Die Antwort der Umweltbehörde zeigt, dass der Lärm an insgesamt 629 Straßenabschnitten im Bezirk Harburg außerordentlich hoch ist. So hoch, dass die Anwohner einem Gesundheitsrisiko ausgesetzt sind. Mehrere der bis zu 200 Meter langen Messabschnitte der Strategischen Lärmkartierung Harburg können in einer Straße liegen.
An 82 Prozent der berichteten Straßenabschnitte werden nach Angaben der Initiative Verkehrssicherheit Heimfeld nachts Lärmwerte von 55 Dezibel überschritten. An 76 Prozent von ihnen liege der Lärm am Tage über 65 Dezibel. Bei Überschreiten dieser Werte empfiehlt der Sachverständigenrat für Umweltfragen der Bundesregierung, Maßnahmen zum Lärmschutz zu ergreifen.

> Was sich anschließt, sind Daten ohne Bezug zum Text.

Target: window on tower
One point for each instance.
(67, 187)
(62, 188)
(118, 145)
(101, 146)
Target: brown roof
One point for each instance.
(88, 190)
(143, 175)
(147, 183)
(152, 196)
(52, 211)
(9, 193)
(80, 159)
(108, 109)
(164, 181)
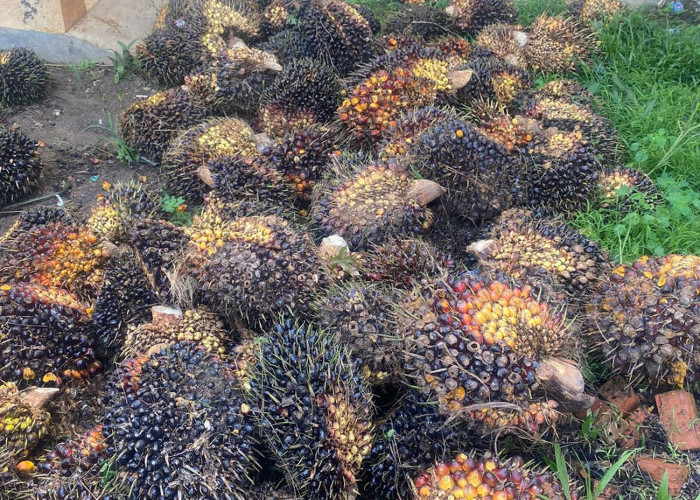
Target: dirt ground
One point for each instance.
(78, 155)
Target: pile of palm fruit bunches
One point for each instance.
(381, 281)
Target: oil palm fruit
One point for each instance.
(234, 80)
(183, 426)
(567, 115)
(255, 266)
(360, 316)
(563, 173)
(413, 437)
(481, 177)
(556, 43)
(519, 241)
(475, 340)
(45, 335)
(119, 208)
(619, 187)
(159, 246)
(485, 477)
(314, 409)
(647, 319)
(336, 34)
(125, 298)
(20, 166)
(305, 92)
(473, 15)
(373, 203)
(194, 147)
(23, 420)
(150, 124)
(23, 77)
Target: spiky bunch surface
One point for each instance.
(183, 427)
(314, 409)
(119, 208)
(475, 341)
(45, 335)
(414, 437)
(619, 187)
(370, 205)
(23, 77)
(473, 15)
(360, 316)
(563, 174)
(486, 477)
(125, 298)
(59, 255)
(257, 267)
(159, 245)
(21, 424)
(234, 80)
(306, 92)
(567, 115)
(20, 166)
(556, 43)
(647, 319)
(149, 125)
(192, 149)
(481, 177)
(302, 157)
(337, 34)
(520, 241)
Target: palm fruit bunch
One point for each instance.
(125, 297)
(23, 77)
(519, 241)
(159, 246)
(167, 55)
(402, 262)
(473, 15)
(182, 426)
(248, 186)
(563, 174)
(647, 319)
(234, 80)
(59, 255)
(302, 157)
(420, 21)
(314, 410)
(20, 166)
(287, 46)
(360, 317)
(481, 177)
(505, 41)
(595, 10)
(492, 80)
(119, 208)
(618, 187)
(194, 147)
(373, 203)
(150, 124)
(336, 33)
(45, 335)
(567, 115)
(200, 326)
(486, 478)
(412, 438)
(408, 127)
(306, 92)
(473, 340)
(555, 44)
(256, 266)
(23, 421)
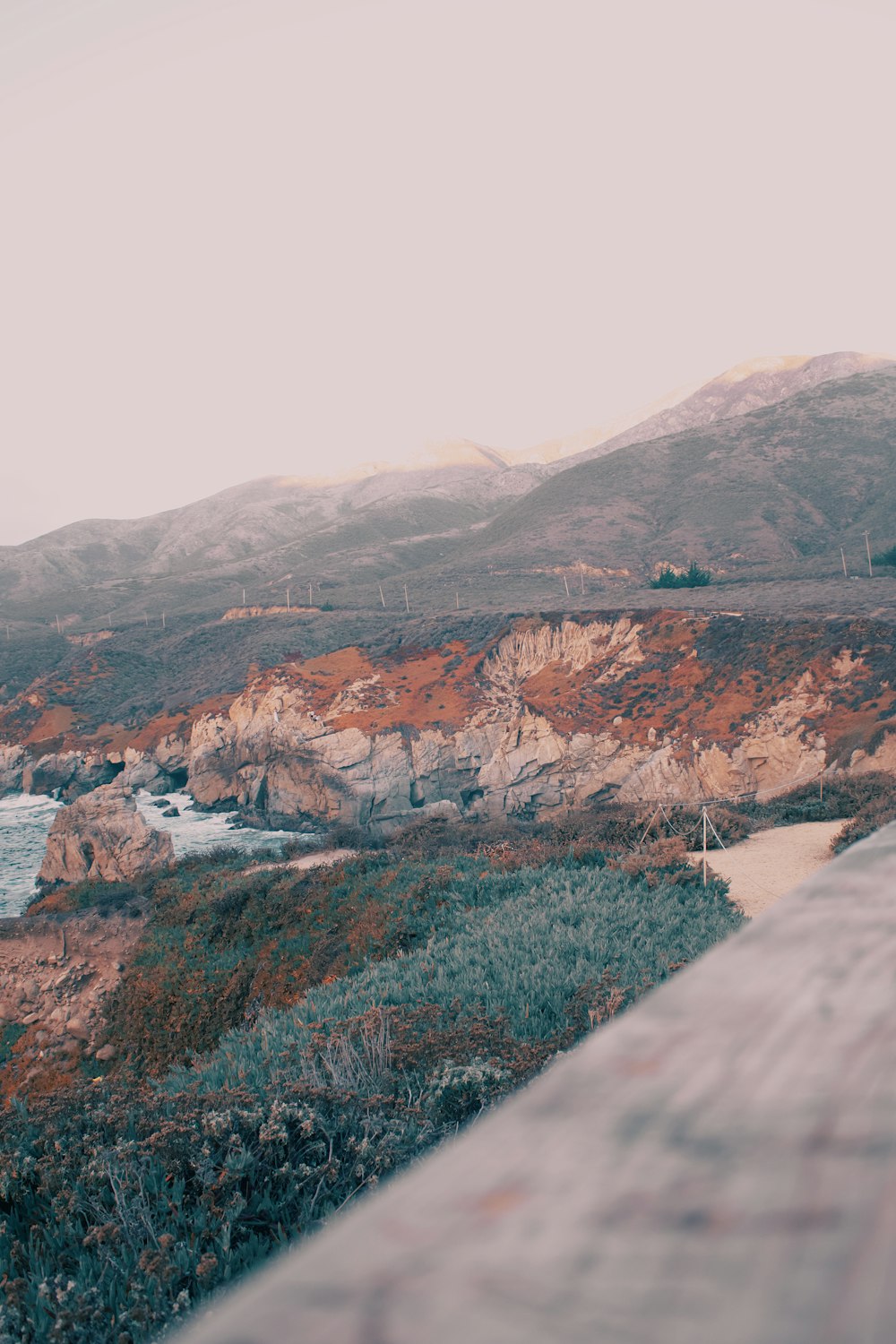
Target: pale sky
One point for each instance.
(253, 237)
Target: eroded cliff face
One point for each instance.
(102, 835)
(552, 715)
(538, 733)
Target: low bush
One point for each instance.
(123, 1203)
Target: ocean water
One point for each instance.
(26, 820)
(24, 824)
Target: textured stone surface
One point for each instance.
(102, 835)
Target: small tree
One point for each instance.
(692, 577)
(887, 556)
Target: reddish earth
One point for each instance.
(700, 677)
(56, 972)
(419, 688)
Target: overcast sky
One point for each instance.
(253, 237)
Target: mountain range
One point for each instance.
(775, 460)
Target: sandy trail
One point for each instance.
(320, 859)
(770, 863)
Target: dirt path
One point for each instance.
(320, 859)
(770, 863)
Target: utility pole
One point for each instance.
(704, 846)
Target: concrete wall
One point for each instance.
(716, 1167)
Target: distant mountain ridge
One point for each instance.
(468, 502)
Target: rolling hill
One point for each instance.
(772, 462)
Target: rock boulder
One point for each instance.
(102, 835)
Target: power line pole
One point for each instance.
(704, 846)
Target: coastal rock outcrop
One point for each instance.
(13, 762)
(67, 774)
(102, 835)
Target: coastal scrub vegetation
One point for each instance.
(287, 1039)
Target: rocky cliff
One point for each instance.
(102, 835)
(538, 733)
(554, 714)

Am lautesten Straßenabschnitt Harburgs an der Cuxhavener Straße werden am Tage 77 Dezibel und nachts 68 Dezibel erreicht. Außerordentlich hoch belastet sind weitere 35 Straßen, zum Beispiel die Winsener Straße, die Bremer Straße, die Neuwiedenthaler Straße, der Harburger Ring oder auch der Deichhausweg im Harburger Zentrum, an dem 69 Dezibel am Tage und 60 Dezibel in der Nacht erreicht werden. 3000 Fahrzeuge fahren die kurze Straße am Tag entlang.

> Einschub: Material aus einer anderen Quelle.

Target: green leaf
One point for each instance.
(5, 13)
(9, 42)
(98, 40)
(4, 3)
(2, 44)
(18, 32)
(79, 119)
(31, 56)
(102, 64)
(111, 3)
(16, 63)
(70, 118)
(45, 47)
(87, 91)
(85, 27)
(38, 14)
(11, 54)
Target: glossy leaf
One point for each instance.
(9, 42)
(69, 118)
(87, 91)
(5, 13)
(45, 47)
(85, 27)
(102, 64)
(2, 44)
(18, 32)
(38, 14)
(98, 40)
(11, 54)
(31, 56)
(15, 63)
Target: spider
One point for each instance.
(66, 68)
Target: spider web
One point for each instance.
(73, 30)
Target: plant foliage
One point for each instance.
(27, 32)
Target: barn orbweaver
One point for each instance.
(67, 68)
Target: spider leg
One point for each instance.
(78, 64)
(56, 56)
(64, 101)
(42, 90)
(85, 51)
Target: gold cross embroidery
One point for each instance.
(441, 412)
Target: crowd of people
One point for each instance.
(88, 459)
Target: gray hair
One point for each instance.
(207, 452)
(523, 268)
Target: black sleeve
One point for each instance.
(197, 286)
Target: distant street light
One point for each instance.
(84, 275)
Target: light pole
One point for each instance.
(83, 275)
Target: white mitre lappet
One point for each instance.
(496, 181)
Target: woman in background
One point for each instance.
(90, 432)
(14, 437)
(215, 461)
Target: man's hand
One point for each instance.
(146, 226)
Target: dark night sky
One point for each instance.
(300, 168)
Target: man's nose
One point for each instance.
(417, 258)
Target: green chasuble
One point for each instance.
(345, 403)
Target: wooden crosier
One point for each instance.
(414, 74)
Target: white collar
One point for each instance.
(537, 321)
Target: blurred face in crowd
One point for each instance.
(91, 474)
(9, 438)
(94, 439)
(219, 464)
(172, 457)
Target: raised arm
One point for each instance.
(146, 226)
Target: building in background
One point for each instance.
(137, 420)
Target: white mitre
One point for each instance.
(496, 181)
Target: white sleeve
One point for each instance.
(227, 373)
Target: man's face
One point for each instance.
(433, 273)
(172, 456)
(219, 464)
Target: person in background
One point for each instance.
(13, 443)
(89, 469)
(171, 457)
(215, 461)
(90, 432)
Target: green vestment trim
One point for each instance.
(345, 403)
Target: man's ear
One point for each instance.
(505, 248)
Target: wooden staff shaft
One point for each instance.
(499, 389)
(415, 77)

Laut Umweltbehörde handelt es sich um Orientierungswerte
Die Initiative Verkehrssicherheit Heimfeld empfiehlt Anwohnern der 36 am stärksten belasteten Straßen, Lärmschutzmaßnahmen bei der Harburger Polizei zu beantragen. Ein Rechtsanspruch aus den Ergebnissen des Strategischen Lärmaktionsplan besteht aber nicht. Die Umweltbehörde erläutert in ihrer Antwort, dass es sich im Orientierungswerte handelt. Demnach könne bei einem Lärmindex von mehr als 70 Dezibel am Tag und mehr als 60 Dezibel nachts erwogen werden, mit einem Lärmaktionsplan gegen die Belastung vorzugehen.
Brisant sind die veröffentlichten Zahlen dennoch. „Die Bürger erhalten zusätzliche Argumente aus der Antwort der Umweltbehörde, individuell rechtliche Maßnahmen geltend zu machen“, sagt Kay Wolkau (Neue Liberale). Betroffene Anwohner erhielten gute Gründe, mit denen sie vor Gericht argumentieren könnten.
Insofern könne auch die Anfrage in der Bezirksversammlung Wirkung entfalten: „Es geht darum, den Druck zu erhöhen und das Thema öffentlich zu machen“, sagt Kay Wolkau. Tatsächlich ist das Ausmaß der von hohem Verkehrslärm belasteten Straßen im Bezirk Harburg größer als die Antwort der Umweltbehörde ausweist.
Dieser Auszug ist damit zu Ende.